Menuju Pemilu 2024

Usulan Anggaran Pilkada Sulbar Sentuh Angka Rp 72 M

Wacana.info
Ilustrasi. (Foto/Net)

MAMUJU--KPU Provinsi Sulawesi Barat mengusulkan anggaran senilai Rp 72 Miliar lebih untuk pelaksanaan Pilkada Sulawesi Barat tahun 2024. Itu di luar kebutuhan anggaran untuk Bawaslu dan juga biaya pengamanan.

Rp 72 Miliar tersebut terbagi dalam delapan nomenklatur utama. Masing-masing; operasional senilai Rp 10 Miliar lebih, logistik di angka Rp 6 Miliar lebih, Pokja dan honor mencapai Rp 1 Miliar lebih, sosialisasi hingga Rp 5 Miliar lebih, kampanye di Rp 15 Miliar lebih, perjalanan dinas luar daerah Rp 4 Miliar lebih, pejalanan dinas dalam daerah Rp 1 Miliar lebih, serta Raker Rakor dan Bimtek dengan nilai Rp 28 Miliar lebih.

Usulan anggaran pelaksanaan Pilkada Sulawesi Barat itu dianggap terlalu besar oleh lembaga pemantau Pemilu 2024, Forum Strategis Pembangunan Sosial (FORES) wilayah Sulawesi Barat. Koordinator wilayah FORES Sulawesi Barat, Syamsuriadi menilai, anggaran Raker Rakor, Bimtek serta usulan biaya perjalanan dinas kelewat tinggi.

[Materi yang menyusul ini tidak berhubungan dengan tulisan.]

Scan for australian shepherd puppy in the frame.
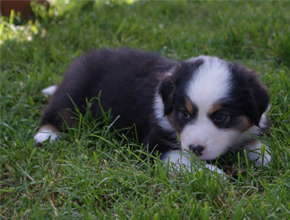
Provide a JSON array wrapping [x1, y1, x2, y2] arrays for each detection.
[[34, 48, 271, 172]]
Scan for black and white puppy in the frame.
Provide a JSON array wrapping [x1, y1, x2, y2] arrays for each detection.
[[34, 48, 271, 172]]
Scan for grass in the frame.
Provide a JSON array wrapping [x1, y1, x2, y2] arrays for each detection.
[[0, 0, 290, 220]]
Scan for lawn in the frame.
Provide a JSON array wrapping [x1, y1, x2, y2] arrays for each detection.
[[0, 0, 290, 220]]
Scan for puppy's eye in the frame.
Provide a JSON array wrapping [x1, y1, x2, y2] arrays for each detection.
[[213, 113, 227, 123], [181, 111, 190, 120]]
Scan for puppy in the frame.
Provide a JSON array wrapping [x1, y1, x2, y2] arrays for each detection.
[[34, 48, 271, 173]]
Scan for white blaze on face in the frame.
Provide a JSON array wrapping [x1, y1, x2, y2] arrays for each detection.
[[180, 56, 240, 160]]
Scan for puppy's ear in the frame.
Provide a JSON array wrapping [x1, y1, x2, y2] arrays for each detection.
[[249, 81, 269, 126], [159, 77, 176, 115]]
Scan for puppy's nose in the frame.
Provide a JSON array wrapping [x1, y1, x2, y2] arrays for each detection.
[[189, 145, 204, 156]]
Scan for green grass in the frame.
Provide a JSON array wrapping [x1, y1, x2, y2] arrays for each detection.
[[0, 0, 290, 219]]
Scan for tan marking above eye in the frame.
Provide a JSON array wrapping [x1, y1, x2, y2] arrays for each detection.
[[185, 99, 195, 115], [209, 102, 221, 115]]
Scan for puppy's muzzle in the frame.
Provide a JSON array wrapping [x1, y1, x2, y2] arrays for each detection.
[[189, 145, 204, 156]]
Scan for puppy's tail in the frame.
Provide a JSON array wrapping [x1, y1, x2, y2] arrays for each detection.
[[41, 85, 57, 96]]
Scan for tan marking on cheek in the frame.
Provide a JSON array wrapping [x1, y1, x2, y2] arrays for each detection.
[[185, 99, 195, 115], [167, 110, 182, 133], [233, 116, 253, 133]]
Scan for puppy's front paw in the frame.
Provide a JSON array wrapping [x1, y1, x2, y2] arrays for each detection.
[[245, 140, 271, 166], [34, 131, 58, 147]]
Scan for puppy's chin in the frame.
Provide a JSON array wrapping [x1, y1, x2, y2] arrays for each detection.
[[180, 124, 241, 160]]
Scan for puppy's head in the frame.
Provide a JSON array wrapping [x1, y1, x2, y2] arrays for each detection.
[[159, 56, 269, 160]]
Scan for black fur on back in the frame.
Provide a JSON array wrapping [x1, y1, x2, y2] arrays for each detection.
[[42, 48, 176, 141]]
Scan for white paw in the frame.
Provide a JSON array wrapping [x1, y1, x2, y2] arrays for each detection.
[[34, 131, 58, 146], [255, 150, 271, 166], [41, 86, 57, 96]]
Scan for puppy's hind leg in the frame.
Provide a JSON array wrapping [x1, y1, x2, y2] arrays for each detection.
[[34, 124, 60, 147]]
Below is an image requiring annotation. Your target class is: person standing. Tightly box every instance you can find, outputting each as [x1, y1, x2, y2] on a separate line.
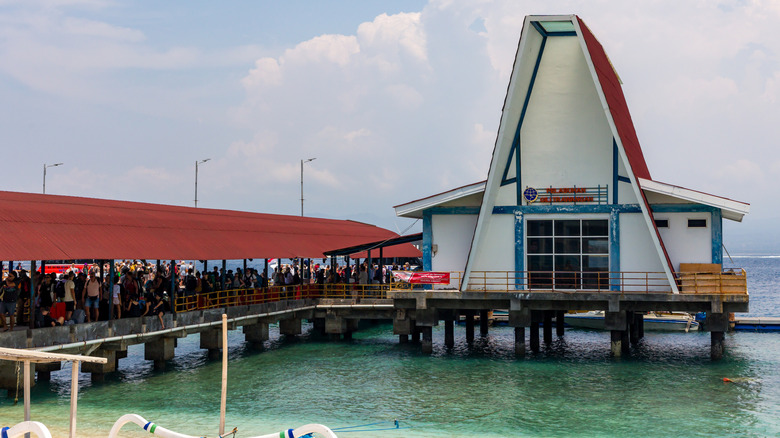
[62, 271, 76, 321]
[84, 271, 100, 322]
[0, 271, 19, 332]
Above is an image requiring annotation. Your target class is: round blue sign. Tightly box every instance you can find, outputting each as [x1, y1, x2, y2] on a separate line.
[523, 187, 539, 202]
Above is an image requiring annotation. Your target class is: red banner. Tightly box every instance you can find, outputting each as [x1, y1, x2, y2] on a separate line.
[393, 271, 450, 284]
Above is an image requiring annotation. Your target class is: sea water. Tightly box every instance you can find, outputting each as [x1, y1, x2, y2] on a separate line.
[0, 257, 780, 437]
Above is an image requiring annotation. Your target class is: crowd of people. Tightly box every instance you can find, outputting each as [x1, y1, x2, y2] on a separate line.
[0, 260, 420, 331]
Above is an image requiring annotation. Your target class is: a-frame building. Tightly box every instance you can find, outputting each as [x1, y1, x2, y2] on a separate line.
[395, 15, 749, 294]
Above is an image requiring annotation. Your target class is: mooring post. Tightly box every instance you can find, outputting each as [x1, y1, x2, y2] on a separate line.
[555, 310, 566, 337]
[465, 310, 474, 344]
[544, 310, 553, 344]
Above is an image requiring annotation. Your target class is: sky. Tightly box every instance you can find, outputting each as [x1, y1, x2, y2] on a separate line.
[0, 0, 780, 254]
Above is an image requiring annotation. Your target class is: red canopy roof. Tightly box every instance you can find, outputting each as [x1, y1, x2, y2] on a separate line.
[0, 191, 398, 260]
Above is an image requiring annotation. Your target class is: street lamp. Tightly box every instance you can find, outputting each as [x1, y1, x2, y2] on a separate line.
[301, 158, 316, 217]
[195, 158, 211, 208]
[43, 163, 65, 195]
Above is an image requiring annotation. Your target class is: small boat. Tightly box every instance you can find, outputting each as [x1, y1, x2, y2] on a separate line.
[563, 310, 699, 332]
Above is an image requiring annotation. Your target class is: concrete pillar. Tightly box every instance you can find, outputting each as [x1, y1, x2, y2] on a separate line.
[629, 312, 641, 345]
[465, 310, 474, 344]
[515, 327, 525, 356]
[555, 310, 566, 337]
[710, 331, 725, 360]
[444, 319, 455, 348]
[0, 360, 34, 398]
[412, 320, 420, 344]
[312, 318, 325, 336]
[544, 310, 553, 344]
[81, 348, 116, 382]
[325, 315, 347, 334]
[35, 362, 62, 382]
[200, 328, 222, 359]
[242, 321, 272, 348]
[145, 338, 176, 371]
[279, 318, 303, 336]
[420, 326, 433, 354]
[610, 330, 625, 357]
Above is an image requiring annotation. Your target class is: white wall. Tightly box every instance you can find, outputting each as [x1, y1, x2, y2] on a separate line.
[620, 213, 671, 291]
[654, 213, 712, 272]
[472, 214, 515, 275]
[521, 38, 613, 197]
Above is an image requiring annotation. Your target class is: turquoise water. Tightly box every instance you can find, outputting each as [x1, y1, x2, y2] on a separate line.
[0, 259, 780, 437]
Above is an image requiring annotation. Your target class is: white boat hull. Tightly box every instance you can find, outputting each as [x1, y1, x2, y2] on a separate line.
[563, 312, 699, 332]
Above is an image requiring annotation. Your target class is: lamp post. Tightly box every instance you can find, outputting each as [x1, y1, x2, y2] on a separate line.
[43, 163, 65, 195]
[195, 158, 211, 208]
[301, 158, 316, 217]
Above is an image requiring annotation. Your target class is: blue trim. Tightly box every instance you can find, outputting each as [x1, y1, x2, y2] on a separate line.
[650, 204, 720, 213]
[712, 209, 723, 264]
[546, 30, 577, 36]
[501, 143, 517, 187]
[423, 207, 479, 216]
[423, 210, 433, 271]
[515, 210, 525, 289]
[493, 204, 642, 214]
[531, 21, 547, 39]
[612, 137, 618, 204]
[609, 208, 620, 291]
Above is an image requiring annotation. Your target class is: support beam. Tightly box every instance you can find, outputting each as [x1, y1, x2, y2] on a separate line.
[528, 310, 541, 353]
[200, 328, 222, 359]
[479, 310, 489, 337]
[544, 310, 553, 345]
[421, 326, 433, 354]
[242, 321, 270, 349]
[515, 327, 525, 356]
[610, 330, 625, 357]
[555, 310, 566, 337]
[464, 310, 474, 344]
[279, 318, 303, 336]
[710, 331, 725, 360]
[444, 318, 455, 348]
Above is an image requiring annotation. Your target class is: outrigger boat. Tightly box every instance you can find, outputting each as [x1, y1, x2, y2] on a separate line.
[563, 310, 699, 333]
[0, 314, 337, 438]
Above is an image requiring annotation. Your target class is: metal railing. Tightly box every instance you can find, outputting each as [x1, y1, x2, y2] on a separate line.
[390, 269, 747, 294]
[174, 283, 389, 312]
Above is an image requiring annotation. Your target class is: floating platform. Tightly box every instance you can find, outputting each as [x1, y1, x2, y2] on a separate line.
[734, 316, 780, 332]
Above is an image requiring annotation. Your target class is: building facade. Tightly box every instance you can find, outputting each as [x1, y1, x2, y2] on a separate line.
[395, 15, 749, 293]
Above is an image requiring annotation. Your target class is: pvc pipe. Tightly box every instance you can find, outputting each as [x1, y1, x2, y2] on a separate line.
[3, 421, 51, 438]
[108, 414, 204, 438]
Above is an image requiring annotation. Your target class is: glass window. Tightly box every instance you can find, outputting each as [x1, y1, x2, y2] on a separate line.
[582, 220, 609, 237]
[582, 237, 609, 254]
[554, 220, 580, 236]
[528, 221, 552, 237]
[526, 219, 609, 290]
[528, 237, 552, 254]
[555, 237, 580, 254]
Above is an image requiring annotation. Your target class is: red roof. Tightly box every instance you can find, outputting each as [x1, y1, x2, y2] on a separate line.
[577, 17, 652, 179]
[0, 191, 398, 260]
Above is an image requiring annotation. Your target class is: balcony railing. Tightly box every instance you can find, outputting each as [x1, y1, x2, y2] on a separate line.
[391, 269, 747, 294]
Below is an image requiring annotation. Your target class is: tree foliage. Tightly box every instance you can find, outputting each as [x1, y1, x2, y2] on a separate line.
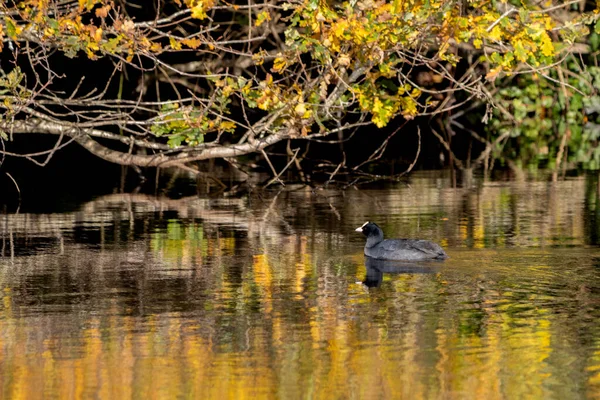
[0, 0, 599, 177]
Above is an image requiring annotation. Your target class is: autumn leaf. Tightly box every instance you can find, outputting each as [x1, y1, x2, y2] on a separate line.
[96, 4, 110, 18]
[254, 11, 271, 26]
[181, 38, 202, 49]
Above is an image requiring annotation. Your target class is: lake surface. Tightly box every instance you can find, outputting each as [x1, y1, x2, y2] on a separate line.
[0, 172, 600, 399]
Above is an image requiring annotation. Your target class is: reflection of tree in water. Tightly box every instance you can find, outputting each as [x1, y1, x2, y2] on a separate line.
[362, 257, 441, 288]
[583, 173, 600, 245]
[0, 180, 600, 398]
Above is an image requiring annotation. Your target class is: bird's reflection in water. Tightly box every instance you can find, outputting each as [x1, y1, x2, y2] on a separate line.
[362, 257, 440, 288]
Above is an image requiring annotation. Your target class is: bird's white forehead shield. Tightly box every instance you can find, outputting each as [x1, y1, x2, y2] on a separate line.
[355, 221, 369, 232]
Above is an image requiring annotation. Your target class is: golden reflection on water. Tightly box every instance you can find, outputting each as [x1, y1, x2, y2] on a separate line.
[0, 175, 600, 399]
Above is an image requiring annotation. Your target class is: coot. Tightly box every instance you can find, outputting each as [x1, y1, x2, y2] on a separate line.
[356, 221, 448, 260]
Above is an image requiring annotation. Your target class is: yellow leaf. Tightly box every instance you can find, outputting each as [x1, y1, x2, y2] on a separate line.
[540, 32, 555, 57]
[181, 38, 201, 49]
[294, 103, 306, 117]
[273, 57, 287, 72]
[254, 11, 271, 26]
[94, 28, 102, 42]
[169, 37, 181, 50]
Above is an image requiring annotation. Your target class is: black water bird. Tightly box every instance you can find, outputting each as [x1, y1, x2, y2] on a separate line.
[356, 221, 448, 261]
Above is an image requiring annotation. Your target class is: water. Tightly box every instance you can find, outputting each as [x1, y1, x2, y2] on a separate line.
[0, 173, 600, 399]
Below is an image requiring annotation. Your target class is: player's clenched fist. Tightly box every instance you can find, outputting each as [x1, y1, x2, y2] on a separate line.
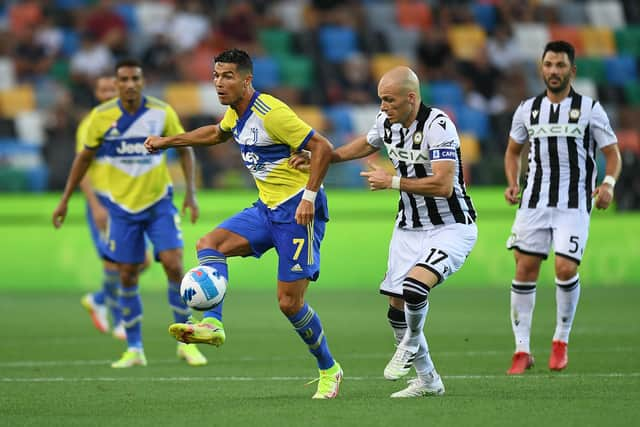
[144, 136, 167, 153]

"Biaya rapat yang diusulkan oleh KPU Sulawesi Barat sangat fantastis dan tidak berdasar pada azas efisiensi dan manfaat. Dari total anggaran sebesar 72 M, sekitar 39 Persen habis hanya untuk kegiatan rapat," ucap Syamsuriadi dalam keterangan tertulis yang diterima WACANA.Info, Jumat (25/08).

Rincian Usulan Anggaran Pilkada Sulbar Tahun 2024. (Foto/Istimewa)

Bercermin dari cuan yang akan dihabiskan di item  Raker Rakor, Bimtek serta usulan biaya perjalanan dinas itu, KPU Provinsi Sulawesi Barat harus menghabiskan anggaran senilai 2 hingga 3 Miliar perbulannya. KPU akan disibukkan dengan kegiatan rapat dan serangkaian perjalanan dinas, sementara di saat bersamaan ada banyak tahapan Pilkada yang lebih krusial.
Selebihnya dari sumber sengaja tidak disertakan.